Guest article by John Colley
of Warwick Business School, a Professor of Practice, a former MD of a FTSE 100 company and researcher of large mergers and takeovers
Stock exchange boards in Frankfurt and London have announced the awaited almost €30 Bn 'merger of equals' with Deutsche Borse shareholders taking 54% of the shares and paying a premium for control. The benefits are being aired as €450M of administration savings, mainly IT, and 'capital compression' of €9Bn for investors as the same capital requirement would satisfy both exchanges. The Head Office will be in London. The new exchanges powerhouse will have almost 10,000 employees and will list around 3200 companies with market capitalisation of €7.1 Trillion.
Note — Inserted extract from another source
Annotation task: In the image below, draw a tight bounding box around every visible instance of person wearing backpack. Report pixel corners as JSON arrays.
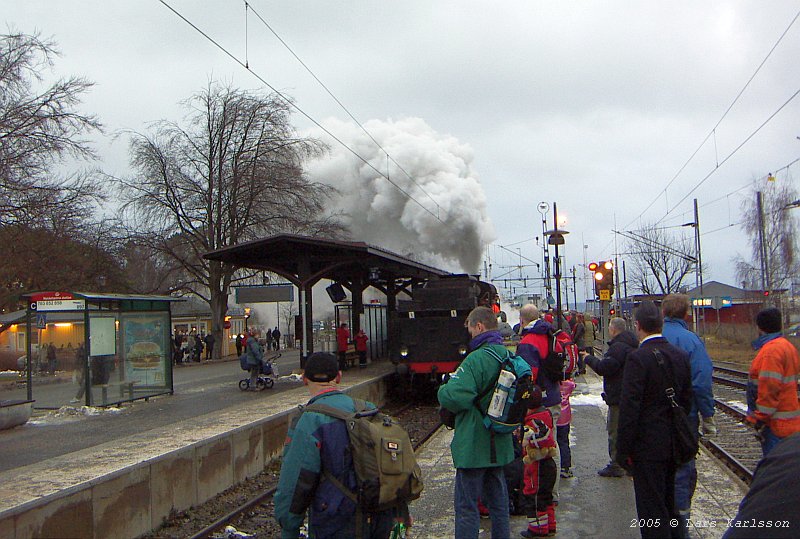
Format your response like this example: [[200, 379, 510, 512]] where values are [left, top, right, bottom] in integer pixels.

In the context of these figures the savings do seem rather meagre in a merger which appears to be designed to avoid upsetting staff, directors and, indeed, competition authorities.
The real issue is achieving scale to compete on a global scale against already consolidated opponents. Europe needs a strong champion to compete against the US exchanges and Hong Kong. However competition authorities remain to be convinced of this argument. In the past European competition authorities have tended to see such mergers at a European level. The issue this time may also be the unwanted complications of a possible Brexit. Both businesses will have to convince their shareholders that the union will be effective in both scenarios of exit and remaining.
Whilst promoted as a 'merger of equals', with top jobs respectively filled by a balance of directors from both businesses, in practice such arrangements rarely work. The Chairman and Finance Director are from the LSE whilst the deputy chairman and chief executive are from Deutsche Borse. The large board of 16 will consist of 8 directors from each business. Large boards are often unworkable particularly when difficult decisions are needed to implement substantial cost savings. Apparently redundancies are to be allocated equally between London and Frankfurt. Doubts are already gathering that the cost savings will be made as is frequently the case with acquisitions. Shareholders are predominantly US based and will want to see more decisive management. This increases the prospect of Intercontinental Finance Exchange making a successful bid.
'Mergers of equals' usually result in a lack of clarity in direction and leadership as both camps jockey for influence. A result is a confused structure and a failure to drive cost savings and revenue opportunities arising from the merger. This situation can often persist for some time before investor pressure results in one camp taking overall responsibility and addressing the necessary savings. However this deal may well not be quite as the financial PR suggests as there are a number of interests to satisfy. In reality it may well be a German takeover which has to be framed as a 'merger of equals' to avoid reaction to any potential weakening of the UK in the global financial sector. The Government will be very sensitive to the transfer of activities to Frankfurt.
There is also the sensitivity of Staff based in both Frankfurt and London who will not want to hear of substantial savings which inevitably will be borne by personnel. A rapid exodus of the best talent could ensue before integration proceeds.
Famous 'mergers of equals' include the Daimler - Chrysler acquisition which suffered from a lack of clarity in leadership and eventually resulted in the disposal of Chrysler for a fraction of the original price. Another more recent example is the merger of cement Heavyweights Lafarge with Holcim which was similarly billed and involved a sharing of the top jobs. Poor performance has resulted and a lack of merger benefits. The clash of strong German and French cultures has not helped. As the consequence of 'mergers of equals' the existing management teams continue to exist with no clear dominant force to drive benefits and direction.
The proposed all shares merger opens the way for bids from the USA. Clearly it is now or never for ambitious exchanges seeking growth. The industry is consolidating and exchanges will want the benefits of scale and scope relative to their competitors. Currently the intervention is likely to come from the US network of exchanges and clearing houses 'Intercontinental Exchange' led by founder and president Jeffrey Sprecher. However the current approach of the LSE and Deutsche Borse may not be aggressive enough to see off Sprecher's unwanted attention. The prospect undoubtedly exists for a more attractive bid with a cash element and this could be justified through higher cost savings. Intercontinental, based in Atlanta, was founded in 2000 compared to the illustrious history of LSE founded in 1571 and opened by Queen Elizabeth.